For the recent years, the timeshare industry is well-known as a haven of scammers and mis-selling practices. Although most of the victims are owners who want to get out of their timeshares, potential owners are also vulnerable to these fraudulent activities. To battle these problems, new regulations have been passed to the local governments in some countries. For example, in Malta, there’s a new and tough legislation that aims to regulate the timeshare industry which was tabled in the House of Representatives by Parliamentary Secretary for Tourism and MEPA Mario Demarco. The “Timeshare and Timeshare-like Products Promotion – Licensing of OPC Representatives – Regulations of 2010” will see to it that timeshare touts will be fined up to a maximum of €2,300 for each infringement.
As revealed by sister paper Illum, each timeshare company will be required to deposit a guarantee to ensure that timeshare staff behave correctly with tourists, although the bond per timeshare representative has now gone down to €2,500 in the actual regulations from the €3,000. With the new regulation, the Malta Tourism Authority or MTA, which regulates the tourism sector in Malta, will be fining directly the companies found breaking the rules and taking the money out of the deposited bond money.

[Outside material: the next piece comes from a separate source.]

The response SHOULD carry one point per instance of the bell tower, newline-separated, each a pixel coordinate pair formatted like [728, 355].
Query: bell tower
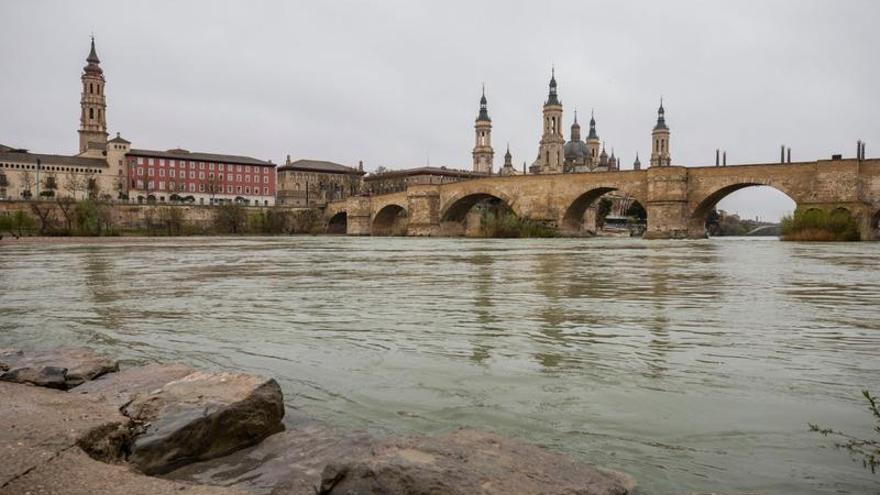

According to an international timeshare website, the legislation the tourist authorities needed to be able to protect the tourists had been recently passed. Moreover, the MTA was planning to outsource security patrols to police the timeshare touts. The decision to establish a pre-paid deposit by the MTA was described by the website as a clever move designed to enforce the legislation effectively. On the other hand, the timeshare reps were predominantly from the United Kingdom and targeting UK tourists who are on vacation and visit the island for the good weather in Malta as the UK was a main market for Malta.